Japanese cuisine is a favorite of mine and they pack it in those cool containers that look like something Frank Lloyd Wright would design for NASA. But again there are only certain items that should be ordered to go. Sushi is great when its served by guys in pajamas wearing bandannas, but once you get it home it starts to look like something that should be thrown to you while you slap the backs of your hands together. If you have to smear wasabi on something order the hand rolls. Any of the teriyaki dishes travels well, but stay away from the tempura. By the time it gets to your house it’s just limp greasy vegetables. If you want that for dinner you should move back in with your parents.

Middle Eastern food is almost perfect for delivery. You can order any number of savory concoctions, such as humus or babaganoush, and just stuff it in the handy pita bread that comes along with it, thereby avoiding the chore of cleaning your utensils. Most of it is room temperature mush already, so it certainly can’t suffer by traveling. And, to create a real cross cultural experience, you can spread a blanket over the rug and eat on the floor, dreaming of someday returning to your beloved home land that is now so painfully torn by strife and violence. Like Massapequa for instance.

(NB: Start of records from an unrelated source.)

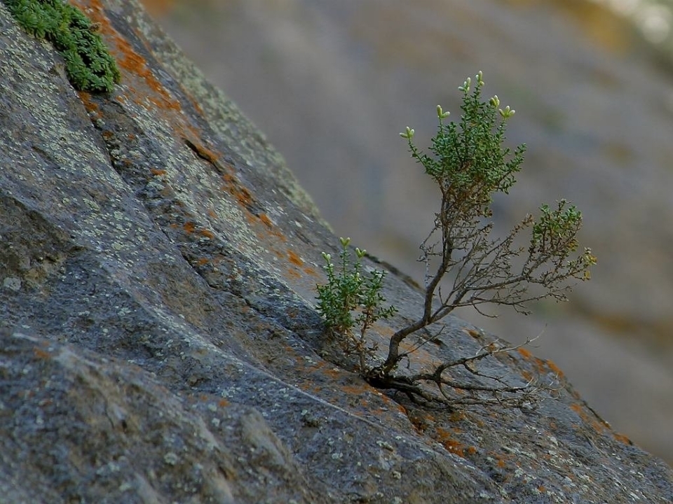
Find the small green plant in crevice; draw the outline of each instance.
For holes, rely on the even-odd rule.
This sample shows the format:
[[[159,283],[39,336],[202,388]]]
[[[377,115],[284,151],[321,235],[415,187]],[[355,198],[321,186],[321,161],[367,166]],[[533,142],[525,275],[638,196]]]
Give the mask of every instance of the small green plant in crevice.
[[[364,373],[369,369],[369,358],[376,350],[375,345],[367,345],[367,329],[376,321],[392,316],[396,310],[392,306],[383,307],[386,298],[381,290],[386,272],[364,272],[362,260],[367,251],[356,248],[353,261],[348,248],[351,239],[341,238],[339,243],[338,267],[330,254],[322,253],[327,283],[317,286],[317,309],[346,354],[358,356],[360,370]]]
[[[119,82],[116,63],[96,25],[76,7],[62,0],[3,1],[23,29],[54,45],[76,89],[109,92]]]
[[[512,352],[522,345],[487,342],[476,354],[438,362],[433,369],[416,374],[402,372],[399,365],[411,359],[420,346],[436,341],[444,331],[442,320],[455,309],[473,307],[488,315],[483,305],[505,305],[527,314],[527,304],[533,300],[566,300],[571,281],[588,280],[590,267],[597,262],[590,248],[578,251],[582,214],[565,200],[555,206],[542,205],[537,218],[526,215],[504,237],[491,235],[494,195],[507,194],[515,184],[526,149],[520,145],[512,152],[503,146],[507,122],[515,111],[501,108],[497,95],[482,101],[484,85],[480,72],[474,81],[468,78],[458,88],[463,94],[463,113],[457,122],[447,124],[449,113],[437,106],[437,131],[429,154],[414,143],[414,130],[407,127],[400,134],[407,141],[412,158],[423,167],[440,195],[433,225],[420,246],[420,260],[426,271],[423,305],[417,318],[390,337],[387,354],[379,361],[381,363],[369,365],[373,359],[360,362],[362,376],[369,383],[428,402],[484,404],[511,400],[520,404],[522,397],[530,397],[536,390],[531,383],[511,384],[477,367],[484,359]],[[526,230],[529,237],[522,237]],[[328,276],[330,284],[337,278],[329,270]],[[319,286],[319,297],[322,299],[327,293],[333,295],[333,288]],[[346,298],[342,295],[341,299]],[[341,319],[328,316],[324,305],[319,311],[337,334],[347,334],[352,328],[351,322],[344,324]],[[402,351],[402,342],[412,335],[414,339]],[[367,345],[364,330],[358,344],[361,348]],[[478,382],[451,378],[447,372],[456,367],[478,377]],[[423,383],[435,385],[441,395],[428,393]],[[461,389],[463,395],[456,398],[447,393],[447,388]]]

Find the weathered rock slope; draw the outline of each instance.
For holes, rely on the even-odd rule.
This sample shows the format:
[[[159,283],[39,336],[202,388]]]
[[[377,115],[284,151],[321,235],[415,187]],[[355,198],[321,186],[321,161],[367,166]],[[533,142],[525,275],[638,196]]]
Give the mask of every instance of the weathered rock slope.
[[[524,410],[423,409],[322,357],[335,239],[310,199],[135,1],[81,6],[109,95],[74,91],[0,4],[2,502],[673,500],[670,468],[527,351],[489,364],[561,377]],[[417,311],[402,275],[386,294],[391,327]]]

And finally there is Chinese food, the one cuisine that surpasses all others in sheer deliverability. To start with you have the menus. Besides the twisted syntax, baroque use of adjectives (I’d love to have who ever writes these things describe my sex life), and allusions to quasi historical military leaders (Who was General Tso, does he outrank Colonel Sanders?) they offer a wonderful example of the slow meld of cultures: on some menus the traditional vegetarian dish Buddhist’s Delight is now called AndyBoy Medley. I’m not sure if this raises American truck farming to the level of deity but it is remarkably evocative. On other menus there is the vaguely Gallic sounding Shrimp Almond Ding. If nothing else these colorful descriptions and typos offer us a smug giggle or two that can take some of the sting out of eating at home. Alone. Again.

Then there is the food itself. From spring rolls to black bean sauce, from Szechuan to Hunan, Chinese food offers an endless variety of foods from which to compose a healthy meal containing items from the four basic order in food groups: noodles, grease, brown or red sauce and anything that can be identified as a green vegetable without the use of a spectroscope. It is also conveniently packaged so that the part you don’t eat (if anyone actually ate all the Chinese food they ordered they could lapse into a coma that would last until long after the Stanley Cup Playoffs) can then be neatly stored in your refrigerator. Until you throw it out. Some time long after the Stanley Cup Playoffs. All this without even mentioning the condiment dividend, and the fact that they pack your meal with an orange and a cookie without asking you why you haven’t called lately.

As for efficiency of delivery, Chinese food excels, which is not surprising if you think of all the times you’ve almost been run down by white jacketed bike jockeys sporting Moe Howard hairdos.

In any case, you should always ask for an E.T.A.. That way you’ll know when its time to resort to the time honored tradition of insuring immediate delivery: removing all your clothes and getting into the shower. I guarantee that as soon as you are completely wet the door buzzer will sound. (I once tried just standing naked in my bathroom with the water running, but it didn’t work. Somehow they know.)

I hope these few helpful hints come in handy the next time your afflicted with wind chill factor induced agoraphobia. Choosing the appropriate cuisine for an evening of cable grazing is a crucial decision, and, with any luck, the last important one you’ll have to make till April. In closing I would like to add one more personal note: Augie, forget the pizza, I moved.